Published on 26 Mar 2015 • Delaware |
"(ii) If the Drag-along Sale is structured as a sale of all or substantially all of the consolidated assets of the Company and the Company Subsidiaries or as a merger, consolidation, recapitalization, or reorganization of the Company or other transaction requiring the consent or approval of the Stockholders, then notwithstanding anything to the contrary in this Agreement, each Drag-along Stockholder shall (A) vote (in person, by proxy or by written consent, as requested) all of its voting securities (including any voting Shares) in favor of the Drag-along Sale (and any related actions necessary to consummate such sale) and otherwise consent to and raise no objection to such Drag-along Sale and such related actions and (B) refrain from taking any actions to exercise, and shall take all actions to waive, any dissenters', appraisal or other similar rights that it may have in connection with such transaction." (Emphasis added.)
"[I]f at any time any stockholder of the Company [...] owning a majority or more of the voting capital stock of the Company (hereinafter, collectively the 'Transferring Stockholders') proposes to enter into any [Change-in-Control Transaction], the Company may require the Minority Stockholders to participate in such Change-in-Control Transaction with respect to all or such number of the Minority Stockholders' Shares as the Company may specify in its discretion, by giving the Minority Stockholders written notice thereof at least ten days in advance of the date of the transaction or the date that tender is required, as the case may be. Upon receipt of such notice, the Minority Stockholders shall tender the specified number of Shares[...] In addition, if at any time the Company and/or any Transferring Stockholders propose to enter into any such Change-in-Control Transaction, the Company may require the Minority Stockholders to vote in favor of such transaction, where approval of the shareholders is required by law or otherwise sought, by giving the Minority Stockholders notice thereof within the time prescribed by law and the Company's Certificate of Incorporation and By-Laws for giving notice of a meeting of shareholders called for the purpose of approving such transaction[...]" (Emphasis added.)

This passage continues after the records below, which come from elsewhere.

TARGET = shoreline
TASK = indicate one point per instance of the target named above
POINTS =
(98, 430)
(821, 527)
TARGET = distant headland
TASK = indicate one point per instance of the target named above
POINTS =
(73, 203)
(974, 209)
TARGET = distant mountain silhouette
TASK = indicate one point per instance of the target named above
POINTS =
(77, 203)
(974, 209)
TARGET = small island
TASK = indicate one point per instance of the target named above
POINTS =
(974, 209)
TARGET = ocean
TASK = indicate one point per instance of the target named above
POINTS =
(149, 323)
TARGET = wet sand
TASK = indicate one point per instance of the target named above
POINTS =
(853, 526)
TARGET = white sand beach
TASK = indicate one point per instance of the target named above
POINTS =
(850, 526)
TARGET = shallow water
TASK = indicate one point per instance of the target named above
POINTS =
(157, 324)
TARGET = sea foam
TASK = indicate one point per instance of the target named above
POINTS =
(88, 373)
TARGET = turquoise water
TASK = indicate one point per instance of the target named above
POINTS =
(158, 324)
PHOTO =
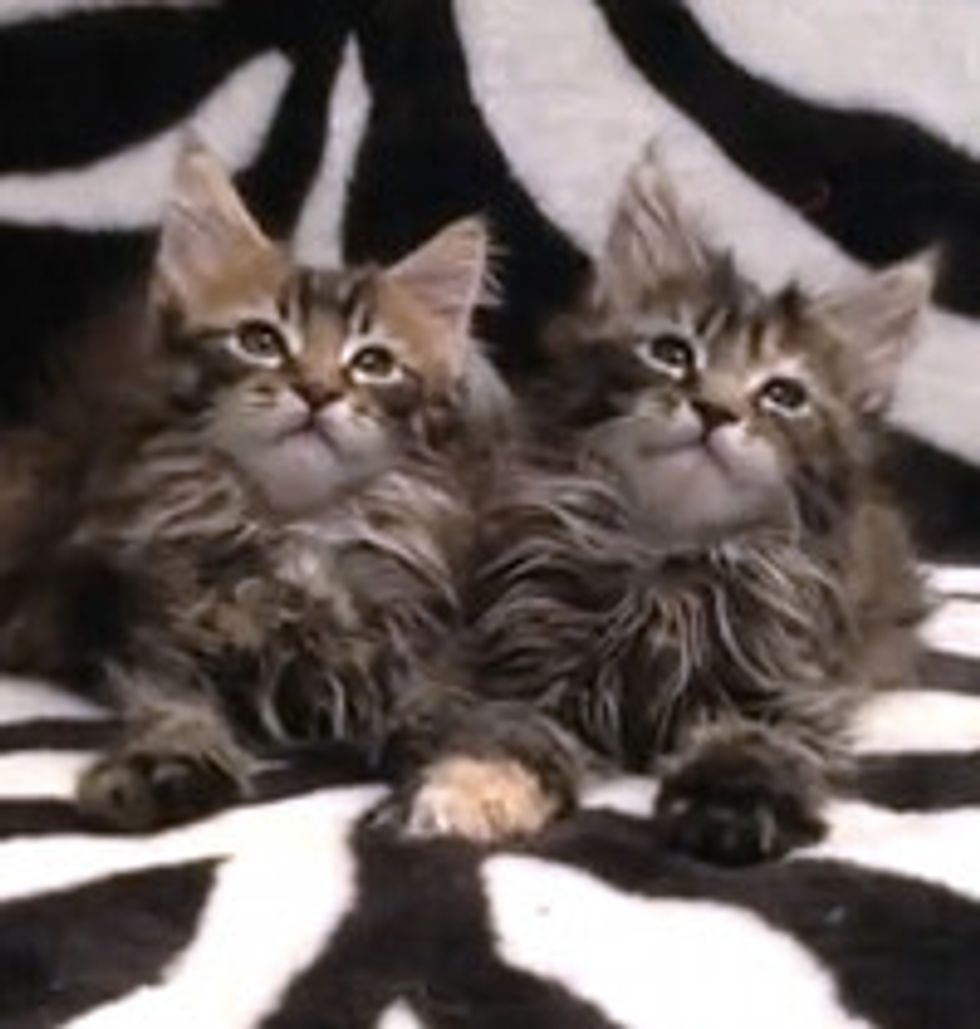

"Participation. At any time prior to [the consummation of a Qualified Public Offering/[INSERT DATE]], if [the Investor (together with its respective Permitted Transferees)/one or more Stockholders (together with their respective Permitted Transferees) holding no less than a majority of all the [issued and outstanding Class A Common Stock/Shares on a Fully Diluted Basis]] (such Stockholder(s), the "Dragging Stockholder"), proposes to consummate, in one transaction or a series of related transactions, a Change of Control (a "Drag-along Sale"), the Dragging Stockholder shall have the right, after delivering the Drag-along Notice in accordance with Section 4.05(c) and subject to compliance with Section 4.05(d), to require that each other Stockholder (each, a "Drag-along Stockholder") participate in such Drag-along Sale[...]" (Emphasis added.)